- Perry Township, Minnesota Location within the state of Minnesota Perry Township, Minnesota Perry Township, Minnesota (the United States)
- Coordinates: 45°6′49″N 96°17′54″W﻿ / ﻿45.11361°N 96.29833°W
- Country: United States
- State: Minnesota
- County: Lac qui Parle

Area
- • Total: 37.0 sq mi (95.8 km^{2})
- • Land: 36.9 sq mi (95.5 km^{2})
- • Water: 0.12 sq mi (0.3 km^{2})
- Elevation: 1,056 ft (322 m)

Population (2000)
- • Total: 137
- • Density: 3.6/sq mi (1.4/km^{2})
- Time zone: UTC-6 (Central (CST))
- • Summer (DST): UTC-5 (CDT)
- FIPS code: 27-50524
- GNIS feature ID: 0665287

= Perry Township, Lac qui Parle County, Minnesota =

Perry Township is a township in Lac qui Parle County, Minnesota, United States. The population was 137 at the 2000 census.

Perry Township was organized in 1880, and settled by pioneers, of whom many were natives of Perry, Wisconsin.

==Geography==
According to the United States Census Bureau, the township has a total area of 37.0 square miles (95.8 km^{2}), of which 36.9 square miles (95.5 km^{2}) is land and 0.1 square mile (0.3 km^{2}) (0.35%) is water.

==Demographics==
As of the census of 2000, there were 137 people, 49 households, and 36 families residing in the township. The population density was 3.7 people per square mile (1.4/km^{2}). There were 59 housing units at an average density of 1.6/sq mi (0.6/km^{2}). The racial makeup of the township was 97.81% White, 0.73% African American, 0.73% Asian, and 0.73% from two or more races. Hispanic or Latino of any race were 0.73% of the population.

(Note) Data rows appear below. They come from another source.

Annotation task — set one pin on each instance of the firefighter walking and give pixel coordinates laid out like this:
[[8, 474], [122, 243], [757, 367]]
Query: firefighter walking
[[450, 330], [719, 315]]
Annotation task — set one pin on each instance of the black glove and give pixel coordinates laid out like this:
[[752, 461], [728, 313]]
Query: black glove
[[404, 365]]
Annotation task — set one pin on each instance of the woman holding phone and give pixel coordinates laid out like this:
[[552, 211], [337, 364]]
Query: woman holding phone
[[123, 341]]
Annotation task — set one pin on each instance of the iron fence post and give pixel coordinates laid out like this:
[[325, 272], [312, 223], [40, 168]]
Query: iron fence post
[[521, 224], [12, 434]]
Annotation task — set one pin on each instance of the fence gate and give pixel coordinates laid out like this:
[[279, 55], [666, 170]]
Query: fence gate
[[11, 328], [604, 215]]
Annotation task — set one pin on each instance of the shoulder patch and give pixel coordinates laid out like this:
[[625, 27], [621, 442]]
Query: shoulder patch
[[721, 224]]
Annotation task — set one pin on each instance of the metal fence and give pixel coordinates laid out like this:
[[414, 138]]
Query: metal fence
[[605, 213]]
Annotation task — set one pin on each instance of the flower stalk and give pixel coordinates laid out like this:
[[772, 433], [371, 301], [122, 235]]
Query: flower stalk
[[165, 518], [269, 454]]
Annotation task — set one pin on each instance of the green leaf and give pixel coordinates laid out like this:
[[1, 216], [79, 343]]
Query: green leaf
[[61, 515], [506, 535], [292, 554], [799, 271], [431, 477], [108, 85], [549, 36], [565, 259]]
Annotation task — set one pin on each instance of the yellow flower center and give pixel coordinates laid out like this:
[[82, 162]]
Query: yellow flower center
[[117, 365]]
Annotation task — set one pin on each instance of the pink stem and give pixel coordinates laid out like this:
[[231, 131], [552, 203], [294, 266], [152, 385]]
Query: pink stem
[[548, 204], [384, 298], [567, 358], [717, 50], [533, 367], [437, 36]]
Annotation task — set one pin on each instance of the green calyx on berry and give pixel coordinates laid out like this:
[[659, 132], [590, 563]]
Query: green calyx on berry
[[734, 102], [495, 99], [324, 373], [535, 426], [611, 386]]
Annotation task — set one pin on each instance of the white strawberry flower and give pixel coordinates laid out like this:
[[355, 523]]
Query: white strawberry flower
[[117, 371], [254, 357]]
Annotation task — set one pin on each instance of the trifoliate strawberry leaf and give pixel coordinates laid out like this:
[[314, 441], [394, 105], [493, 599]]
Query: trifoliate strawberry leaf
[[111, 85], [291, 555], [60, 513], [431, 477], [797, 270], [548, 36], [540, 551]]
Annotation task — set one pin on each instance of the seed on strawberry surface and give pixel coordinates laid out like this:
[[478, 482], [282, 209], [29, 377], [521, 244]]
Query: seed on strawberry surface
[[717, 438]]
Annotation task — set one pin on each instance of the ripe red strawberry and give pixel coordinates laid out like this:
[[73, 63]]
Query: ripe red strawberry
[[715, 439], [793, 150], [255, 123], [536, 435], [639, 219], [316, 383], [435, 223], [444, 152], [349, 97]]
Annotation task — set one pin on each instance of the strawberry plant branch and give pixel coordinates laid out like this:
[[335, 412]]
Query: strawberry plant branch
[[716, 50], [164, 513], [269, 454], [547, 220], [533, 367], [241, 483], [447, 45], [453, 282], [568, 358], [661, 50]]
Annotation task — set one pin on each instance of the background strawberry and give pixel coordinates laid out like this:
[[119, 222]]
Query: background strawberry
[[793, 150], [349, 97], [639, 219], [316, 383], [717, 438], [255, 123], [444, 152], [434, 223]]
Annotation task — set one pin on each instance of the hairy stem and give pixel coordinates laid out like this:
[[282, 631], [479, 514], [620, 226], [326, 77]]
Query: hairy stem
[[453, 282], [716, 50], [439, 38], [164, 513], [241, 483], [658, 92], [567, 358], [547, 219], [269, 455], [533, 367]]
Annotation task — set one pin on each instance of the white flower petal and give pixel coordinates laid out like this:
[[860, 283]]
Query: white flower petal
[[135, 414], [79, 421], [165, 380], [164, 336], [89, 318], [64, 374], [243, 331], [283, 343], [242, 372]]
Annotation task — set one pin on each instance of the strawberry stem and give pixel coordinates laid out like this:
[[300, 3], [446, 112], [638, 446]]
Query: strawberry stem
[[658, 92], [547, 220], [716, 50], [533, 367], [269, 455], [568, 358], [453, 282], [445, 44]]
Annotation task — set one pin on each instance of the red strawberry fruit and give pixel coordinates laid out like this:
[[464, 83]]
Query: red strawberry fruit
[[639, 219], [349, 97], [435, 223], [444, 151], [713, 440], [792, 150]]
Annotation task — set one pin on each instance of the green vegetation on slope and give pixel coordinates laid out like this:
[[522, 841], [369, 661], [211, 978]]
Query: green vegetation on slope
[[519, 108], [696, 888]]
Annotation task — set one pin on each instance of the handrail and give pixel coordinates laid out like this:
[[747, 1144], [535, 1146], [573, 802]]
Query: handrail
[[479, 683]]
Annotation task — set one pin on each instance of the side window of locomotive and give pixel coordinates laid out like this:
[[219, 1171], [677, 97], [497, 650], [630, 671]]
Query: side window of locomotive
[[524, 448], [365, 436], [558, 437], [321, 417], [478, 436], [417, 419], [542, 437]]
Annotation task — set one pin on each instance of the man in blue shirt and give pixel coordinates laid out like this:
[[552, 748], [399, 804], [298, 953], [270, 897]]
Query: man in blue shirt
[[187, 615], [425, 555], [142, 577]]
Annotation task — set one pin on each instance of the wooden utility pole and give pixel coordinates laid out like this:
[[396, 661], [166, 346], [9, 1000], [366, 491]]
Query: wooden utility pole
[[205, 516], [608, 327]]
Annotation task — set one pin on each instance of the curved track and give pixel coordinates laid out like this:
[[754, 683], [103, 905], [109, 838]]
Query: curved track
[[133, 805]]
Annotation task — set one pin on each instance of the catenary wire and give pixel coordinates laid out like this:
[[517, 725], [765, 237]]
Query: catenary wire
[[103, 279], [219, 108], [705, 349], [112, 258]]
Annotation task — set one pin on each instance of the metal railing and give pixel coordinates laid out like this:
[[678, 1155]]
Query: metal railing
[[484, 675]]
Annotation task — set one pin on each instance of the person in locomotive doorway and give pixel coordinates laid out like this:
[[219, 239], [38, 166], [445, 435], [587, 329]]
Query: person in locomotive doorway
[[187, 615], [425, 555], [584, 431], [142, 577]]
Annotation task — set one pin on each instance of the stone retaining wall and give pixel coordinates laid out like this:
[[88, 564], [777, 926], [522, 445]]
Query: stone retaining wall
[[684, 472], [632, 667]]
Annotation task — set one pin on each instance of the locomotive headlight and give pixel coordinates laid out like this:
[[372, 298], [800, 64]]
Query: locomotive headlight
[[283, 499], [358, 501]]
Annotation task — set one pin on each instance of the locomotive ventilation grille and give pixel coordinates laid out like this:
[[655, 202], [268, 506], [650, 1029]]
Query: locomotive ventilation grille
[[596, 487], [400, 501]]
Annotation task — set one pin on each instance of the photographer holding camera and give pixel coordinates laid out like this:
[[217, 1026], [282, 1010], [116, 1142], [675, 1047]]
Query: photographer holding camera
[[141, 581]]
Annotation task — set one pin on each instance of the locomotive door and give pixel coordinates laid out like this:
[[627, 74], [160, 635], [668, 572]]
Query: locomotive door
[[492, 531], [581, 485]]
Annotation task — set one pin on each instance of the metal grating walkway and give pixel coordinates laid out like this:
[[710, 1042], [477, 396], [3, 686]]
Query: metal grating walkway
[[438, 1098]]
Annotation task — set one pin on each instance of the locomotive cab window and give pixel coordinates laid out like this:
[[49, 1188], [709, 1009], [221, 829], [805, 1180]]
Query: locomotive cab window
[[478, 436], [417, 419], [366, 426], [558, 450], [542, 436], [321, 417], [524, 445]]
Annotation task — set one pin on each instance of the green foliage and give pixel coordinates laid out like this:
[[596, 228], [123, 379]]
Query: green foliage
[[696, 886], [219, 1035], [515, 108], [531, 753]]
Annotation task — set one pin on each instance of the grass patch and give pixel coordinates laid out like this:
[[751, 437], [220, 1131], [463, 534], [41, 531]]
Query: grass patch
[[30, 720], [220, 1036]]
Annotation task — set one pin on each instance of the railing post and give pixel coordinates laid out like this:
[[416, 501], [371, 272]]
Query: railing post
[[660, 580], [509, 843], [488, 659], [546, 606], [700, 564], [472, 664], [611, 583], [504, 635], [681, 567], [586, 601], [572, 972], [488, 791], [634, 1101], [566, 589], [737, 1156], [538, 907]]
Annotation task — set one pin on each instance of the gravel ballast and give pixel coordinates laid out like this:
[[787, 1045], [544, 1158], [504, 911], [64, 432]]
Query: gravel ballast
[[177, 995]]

There were 49 households, out of which 40.8% had children under the age of 18 living with them, 65.3% were married couples living together, 4.1% had a female householder with no husband present, and 24.5% were non-families. 24.5% of all households were made up of individuals, and 14.3% had someone living alone who was 65 years of age or older. The average household size was 2.80 and the average family size was 3.38.

In the township the population was spread out, with 34.3% under the age of 18, 5.8% from 18 to 24, 25.5% from 25 to 44, 19.7% from 45 to 64, and 14.6% who were 65 years of age or older. The median age was 37 years. For every 100 females, there were 158.5 males. For every 100 females age 18 and over, there were 130.8 males.

The median income for a household in the township was $30,833, and the median income for a family was $33,750. Males had a median income of $27,375 versus $17,500 for females. The per capita income for the township was $16,788. There were 4.8% of families and 7.2% of the population living below the poverty line, including 11.6% of under eighteens and none of those over 64.